Evidenze di unità

E’ una conoscenza diffusa ed ampiamente condivisa, in ambito spirituale, il concetto che l’universo sia intrinsecamente Uno, interdipendente, indivisibile. Siamo parte di un Tutto, visto in contrapposizione alla dualità, ovvero alla frammentazione, all’illusione, alla materialità.
I cinesi chiamarono questo concetto “Tao”.

Tuttavia, il modo in cui spesso ce lo rappresentiamo usa paradossalmente gli strumenti della dualità, il che conduce a un paradosso: non esistendo nulla al di là del Tutto, non è possibile percepirlo come “qualcosa”. La percezione ha bisogno di una differenza da rilevare. O di un simbolo astratto, come il Tao.

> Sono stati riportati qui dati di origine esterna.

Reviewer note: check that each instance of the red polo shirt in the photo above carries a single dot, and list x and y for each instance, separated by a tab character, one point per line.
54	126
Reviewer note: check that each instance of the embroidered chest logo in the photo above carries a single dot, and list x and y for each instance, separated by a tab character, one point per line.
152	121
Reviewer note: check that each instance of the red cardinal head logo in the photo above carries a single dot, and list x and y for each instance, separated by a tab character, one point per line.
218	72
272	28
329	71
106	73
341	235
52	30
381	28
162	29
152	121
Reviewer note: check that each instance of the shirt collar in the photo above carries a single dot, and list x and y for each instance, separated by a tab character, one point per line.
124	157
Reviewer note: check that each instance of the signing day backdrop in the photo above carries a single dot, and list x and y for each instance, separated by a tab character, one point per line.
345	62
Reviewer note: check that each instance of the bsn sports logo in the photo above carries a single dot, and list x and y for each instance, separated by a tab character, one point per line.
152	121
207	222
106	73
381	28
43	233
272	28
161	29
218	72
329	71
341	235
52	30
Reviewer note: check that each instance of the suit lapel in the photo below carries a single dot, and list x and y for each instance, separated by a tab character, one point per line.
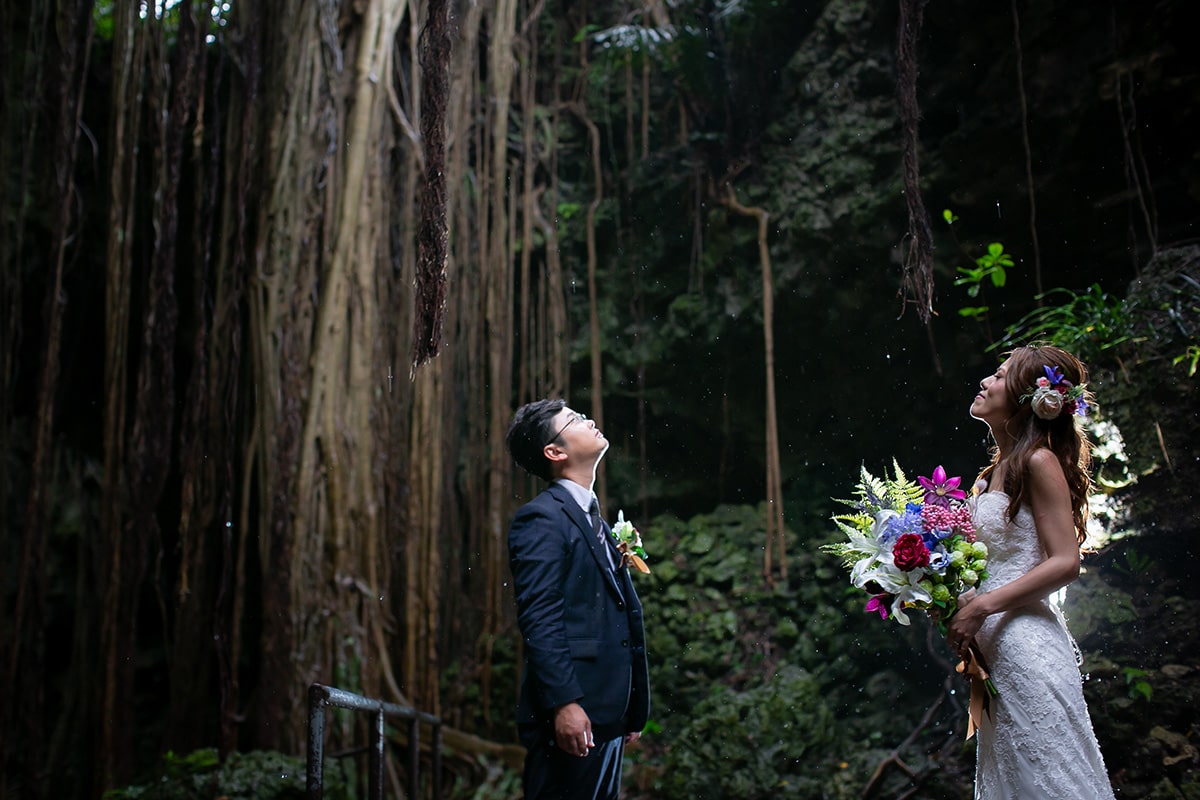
581	521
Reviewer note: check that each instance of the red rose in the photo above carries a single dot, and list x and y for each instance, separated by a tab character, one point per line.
910	552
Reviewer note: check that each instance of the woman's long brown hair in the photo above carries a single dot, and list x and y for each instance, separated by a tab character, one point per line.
1062	435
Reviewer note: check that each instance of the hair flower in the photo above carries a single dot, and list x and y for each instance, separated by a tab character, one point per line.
1054	395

Ma, per quanto, così rimaniamo nel regno delle idee. Un’idea che si somma ad altre idee astratte, illusorie, simboliche. E’ la nostra unica possibilità?
Fortunatamente, no. Nella dualità, nell’immanenza, possiamo trovare il limite della dualità stessa. Basta porsi le domande giuste…

Ad esempio: quand’è il momento preciso in cui una molecola di ossigeno smette di essere parte dell’aria, e fa invece parte integrante del sangue e quindi del nostro corpo?
Quando un sale minerale non è più parte del terreno e rientra invece a far parte dell’albero?
Se osserviamo il nostro corpo con uno zoom a livello atomico, dove potrà mai essere quella barriera, quel passaggio netto fra il “dentro” e il “fuori”?
Quando precisamente, aggiungendo granello dopo granello di sabbia, finalmente si sarà creato un mucchio? Grazie a quale specifico granello?

Se i cinesi non avessero avuto a disposizione solo la china capace di contorni netti, e non fossero stati costretti a disegnare un pallino nero nel bianco, e viceversa, per rappresentare l’indistinguibilità del confine fra yin e yang, probabilmente il Tao sarebbe stato disegnato in modo molto simile a questo:

Certo, esiste sicuramente un’area bianca. Ed esiste certamente un’area nera. Le percepiamo.
Ma dov’è il punto preciso in cui si passa dal bianco al nero? Non esiste.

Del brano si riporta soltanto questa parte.